Суть ситуации автор обозначил как «вторжение сегодняшнего дня в деревню вот в таком выверте неожиданном». Придумав этот анекдотический ход, Шукшин использует его сполна в смыслообразовании рассказа, в частности, созидает смеховые эффекты через трагикомическую игру добра со злом. Сама идея «выверта» есть неожиданное средоточие болевых точек советской реальности, основанной на насильственном эксперименте. Страшный разрыв между мечтой и реальностью, желаемым и действительным рождает пассионарный эффект — желание властвовать и прекрасно жить у одних и страшную зависть у других, обделенных при дележе общественного пирога. Третьи же (элита) умно и цинично осуществляют извечное «разделяй и властвуй», поощряя самые низменные пороки толпы, прикрываясь при этом красивыми лозунгами и демагогическими декламациями. Замысел рассказа как раз в попытке высветить данный сложный конфликт в клубке проблем. В рабочих записях читаем: приехал «знатный» человек в родную деревню погостить; вечером за разговорами «один» такую «сволочную ахинею» понес... Мужики «с ужасом и изумлением» слушают «идиота, который, впрочем, не такой уж идиот»29. Действительно, завистник очень даже непрост. Он весьма начитан, не имея высшего образования, он, тем не менее, ориентируется в потоке информации, выказывая особый интерес к философским проблем, к истории и политике. И Шукшин где-то доказателен в «победах» Глеба Капустина, остроумно высмеивая «образованцев» (позаимствуем термин у Солженицына) и некомпетентность наших скороспелых профильных специалистов. К примеру, это же надо перепутать по-школярски графа Ростопчина, отдавшего приказ о поджогах в Москве в 1812 году, с мужиком Гришкой Распутиным, как это «осуществил» «знатный человек» — полковник (безусловно, имеющий высшее военное образование, включающее в себя знание отечественной истории всенепременно).

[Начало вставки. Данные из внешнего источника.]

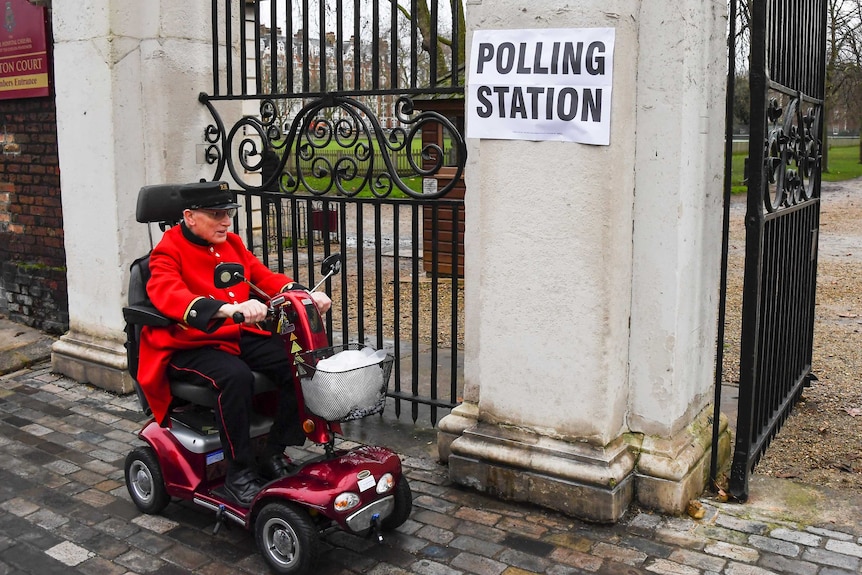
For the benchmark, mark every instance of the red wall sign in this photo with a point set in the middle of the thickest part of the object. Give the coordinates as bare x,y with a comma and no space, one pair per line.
23,50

Но «сволочизм» ахинеи, которую несет завистник Глеб Капустин, именно в том, что «в одно место» намеренно «сволочено» и разумное, но «и сор, и бурьян», а зерна не отделены от плевел нарочно, ведь «сволочь», по В. Далю, — это «дрянной люд, шатуны, воришки, негодяи, где-либо сошедшиеся» для темных дел — «украсть что, утащить незаметно, по-воровски»30. Вот почему смешной каскад вопросов «из разных мест» («Как насчет первичности?», «Как вы лично относитесь к проблеме шаманизма в отдельных районах Севера?», «Как вы относитесь к тому, что Луна тоже дело рук разума?» [V, 74, 75] при замешательстве и беспомощности «отвечающих», умных и знатных, незаметно перерастает в негодяйство — в ёрнический уход от реальности, и всё для того, чтобы подпитать зависть.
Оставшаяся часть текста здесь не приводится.